Evaïs pris la suite.

- La dernière chose du combat dont je me souvienne a été la douleur ressentie lorsque l’épine m’a traversé le corps. J’ai bien cru ma dernière heure venue. Je t’ai entendu hurler avant de sombrer. Lorsque tu m’as… (je le vois détourner la tête, un peu gêné…) embrassé, j’ai senti une vague de chaleur déferler dans tout mon corps, comme si mes veines me brûlaient. C’était comme une onde de choc ! J’ai ouvert les yeux, complètement sonné et c’est là que je t’ai vu me sourire avant de t’effondrer dans mes bras. Tu avais cette aura rouge brillante tout autour de ton corps et… (je sens qu’il veut ajouter quelque chose mais il se retient). Je ne comprenais pas… Puis l’odeur de putréfaction a attaqué mes narines et c’est là que j’ai vu ce qui restait du Kaern. Je n’en revenais pas… Cody, la jeune psychique qui a veillé sur toi, s’est alors approchée, tremblante de peur et m’a tout raconté. J’ai bien essayé de soigner tes poignets mais cela m’a été impossible…

- Sûrement à cause du pacte qui me lie à Aoi...

Il me fait le récit du combat. Je ne me reconnais pas dans la description qu’il fait de moi… Je ne sais pas quoi penser… J’aurai vaincu le Kaern seule ? Impossible… Après m’avoir déposée avec Galadryelle, Evaïs est allé évaluer l’ampleur des dégâts : il a perdu l’essentiel de ses troupes. Seuls deux psychiques et une vingtaine de soldats avaient survécu. Chez les Ritsuas et les Falanims, ils ne sont que trente-deux. Cette bête a tué plus d’une centaine de personnes. A ce propos, Korn et Lila ne cessent de demander de mes nouvelles : ils me vouent une indéfectible amitié et me sont à jamais reconnaissant de les avoir sauvés. Étant donné l’urgence de la situation, il a fallu tout réorganiser pour un départ rapide vers Nymphea.

Grâce aux pouvoirs des psychiques et des élémentaliens, de nouvelles calèches ont pu être reconstruites.
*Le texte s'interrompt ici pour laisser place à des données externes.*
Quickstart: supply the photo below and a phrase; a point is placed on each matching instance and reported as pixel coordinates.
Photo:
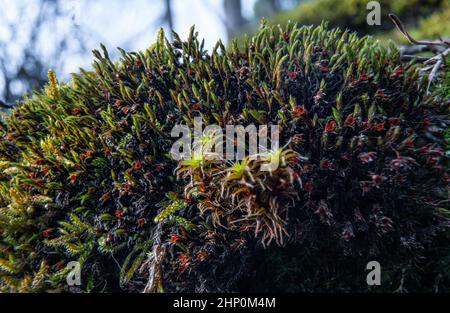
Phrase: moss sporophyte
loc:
(333, 155)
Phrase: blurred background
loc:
(36, 35)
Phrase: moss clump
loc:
(86, 175)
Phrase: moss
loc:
(351, 14)
(87, 176)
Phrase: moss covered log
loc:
(86, 173)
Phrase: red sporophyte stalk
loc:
(293, 75)
(363, 77)
(201, 256)
(378, 180)
(298, 138)
(347, 234)
(125, 110)
(76, 111)
(350, 120)
(184, 262)
(327, 165)
(394, 121)
(365, 186)
(174, 238)
(330, 126)
(379, 127)
(318, 97)
(59, 265)
(244, 71)
(308, 168)
(366, 125)
(73, 178)
(299, 111)
(309, 186)
(46, 233)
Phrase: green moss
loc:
(352, 14)
(86, 171)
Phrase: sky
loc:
(131, 24)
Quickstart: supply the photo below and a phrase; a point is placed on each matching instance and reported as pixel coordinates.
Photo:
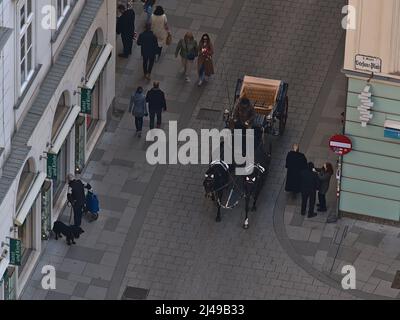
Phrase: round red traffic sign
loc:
(340, 144)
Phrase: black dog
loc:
(70, 232)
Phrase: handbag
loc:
(169, 39)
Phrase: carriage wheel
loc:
(283, 118)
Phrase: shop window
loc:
(26, 234)
(9, 284)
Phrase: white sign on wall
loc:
(367, 63)
(366, 105)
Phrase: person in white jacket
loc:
(159, 26)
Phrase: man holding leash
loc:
(77, 197)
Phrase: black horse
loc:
(254, 182)
(217, 178)
(220, 176)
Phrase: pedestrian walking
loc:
(76, 196)
(138, 108)
(148, 9)
(159, 26)
(149, 48)
(309, 187)
(205, 61)
(296, 162)
(188, 49)
(157, 104)
(324, 175)
(126, 28)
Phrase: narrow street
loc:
(156, 230)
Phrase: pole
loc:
(336, 216)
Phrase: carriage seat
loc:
(244, 113)
(223, 164)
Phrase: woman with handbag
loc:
(205, 62)
(159, 26)
(138, 108)
(148, 9)
(188, 50)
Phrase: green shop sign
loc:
(15, 252)
(51, 166)
(86, 101)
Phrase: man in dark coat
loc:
(157, 103)
(126, 28)
(309, 187)
(296, 162)
(149, 48)
(77, 198)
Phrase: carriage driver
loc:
(244, 114)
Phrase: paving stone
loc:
(111, 224)
(72, 266)
(85, 254)
(370, 237)
(298, 233)
(305, 248)
(100, 283)
(80, 289)
(52, 295)
(96, 293)
(384, 289)
(383, 275)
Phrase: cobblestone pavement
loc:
(156, 230)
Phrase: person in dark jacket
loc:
(324, 175)
(148, 8)
(126, 28)
(77, 197)
(149, 48)
(157, 103)
(137, 107)
(309, 187)
(296, 162)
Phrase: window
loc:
(63, 7)
(60, 180)
(26, 40)
(61, 113)
(91, 120)
(94, 51)
(25, 234)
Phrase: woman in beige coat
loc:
(159, 26)
(205, 61)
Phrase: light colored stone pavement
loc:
(156, 231)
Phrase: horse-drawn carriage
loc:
(261, 105)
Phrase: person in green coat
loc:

Afin de pouvoir transporter Galadryelle il a fallu improviser : vu qu’elle ne voulait pas me lâcher… grâce au génie d’Aoi une solution a été vite trouvée. Il a proposé de construire un plancher assez grand pour que la tente puisse tenir au-dessus, maintenue par des clous, le tout posé sur des roues afin que les dragnirs puissent tracter le tout. Aoi venait d’inventer la caravane.
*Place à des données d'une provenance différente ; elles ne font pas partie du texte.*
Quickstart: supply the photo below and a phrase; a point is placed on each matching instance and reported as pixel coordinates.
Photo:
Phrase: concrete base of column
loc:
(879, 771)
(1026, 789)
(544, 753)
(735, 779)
Plusieurs questions restent en suspens : tout d’abord comment ai-je pu vaincre le Kaern seule ? D’où venait cette aura rouge ? Comment ai-je fait pour tous les ramener à la vie sans mourir moi-même ? Au sujet de l’aura, j’ai comme l’impression qu’Evaïs sait quelque chose… Ma tête me lance.
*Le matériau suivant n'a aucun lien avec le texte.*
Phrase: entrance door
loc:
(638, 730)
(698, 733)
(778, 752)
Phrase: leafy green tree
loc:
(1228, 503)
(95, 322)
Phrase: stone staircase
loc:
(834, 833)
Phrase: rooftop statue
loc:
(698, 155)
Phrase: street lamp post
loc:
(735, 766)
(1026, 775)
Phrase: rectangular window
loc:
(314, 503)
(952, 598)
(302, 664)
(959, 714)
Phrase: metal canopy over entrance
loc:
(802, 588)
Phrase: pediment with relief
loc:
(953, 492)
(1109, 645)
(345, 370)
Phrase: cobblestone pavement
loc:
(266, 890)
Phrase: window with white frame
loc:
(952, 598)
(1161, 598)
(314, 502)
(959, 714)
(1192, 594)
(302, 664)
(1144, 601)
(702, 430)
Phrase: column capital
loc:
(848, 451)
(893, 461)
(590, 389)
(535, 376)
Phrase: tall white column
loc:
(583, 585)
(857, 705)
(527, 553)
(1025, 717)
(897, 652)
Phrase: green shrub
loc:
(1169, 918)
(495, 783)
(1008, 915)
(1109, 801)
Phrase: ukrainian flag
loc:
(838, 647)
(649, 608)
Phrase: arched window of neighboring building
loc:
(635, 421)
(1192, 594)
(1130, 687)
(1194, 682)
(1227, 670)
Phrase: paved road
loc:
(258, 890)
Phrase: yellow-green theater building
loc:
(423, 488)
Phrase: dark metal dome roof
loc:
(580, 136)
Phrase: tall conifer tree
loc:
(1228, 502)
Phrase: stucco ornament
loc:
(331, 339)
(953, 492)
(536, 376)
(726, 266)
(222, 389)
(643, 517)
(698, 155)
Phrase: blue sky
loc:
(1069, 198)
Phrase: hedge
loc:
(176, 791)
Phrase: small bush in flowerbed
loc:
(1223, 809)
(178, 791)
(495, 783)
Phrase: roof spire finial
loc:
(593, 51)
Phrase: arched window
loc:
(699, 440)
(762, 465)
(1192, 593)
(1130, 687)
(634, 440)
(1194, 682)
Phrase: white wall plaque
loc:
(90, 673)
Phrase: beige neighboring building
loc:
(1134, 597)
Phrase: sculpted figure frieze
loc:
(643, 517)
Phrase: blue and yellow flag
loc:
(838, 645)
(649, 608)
Aoi est épuisé : je lui dis de retourner auprès d’Angeline afin qu’il puisse se reposer. Il accepte et après m’avoir embrassé sur le front, il me laisse seule avec Evaïs. Il passe une main douce dans mes cheveux, me caresse le visage et s’attarde sur ma joue. Son contact me fait un bien fou. Je lui souris tout en rougissant.

- J’ai bien cru t’avoir perdu… Tu étais si pâle lorsque je t’ai cueillie dans mes bras après ce que j’ai interprété être comme un sourire d’adieu… Oh Alyana… Ne me refais plus jamais ça tu m’entends ? Plus jamais ! Mon coeur ne le supportera pas… Je… Je...

Je pose un doigt sur ses lèvres et essuie une larme sur sa joue.

- Lorsque tu t’es fait transpercé par cette épine, j’ai cru que mon monde s'effondrait. Je ne me souviens de pratiquement rien après cela, seulement de la douleur d’avoir perdu quelque chose d’inestimable, d’irremplaçable…

- Je ne suis pourtant qu’un Titan, tout ce qu’il y a de plus banal… Un pauvre Malakim…, il me sourit tristement, avant de reprendre d’un ton plus sûr. Non. Plus maintenant. J’ai fini par trouver un sens à ma misérable vie… et elle se tient juste devant mes yeux.

- Evaïs…

- Chut… Tu as besoin de repos. Ne t’en fait pas pour le reste… Nous sommes en route vers Nymphea. Dors. Je te protègerai de ma propre vie si nécessaire.

Là dessus, il m’embrasse tendrement et je ferme les yeux, plongeant dans un sommeil réparateur.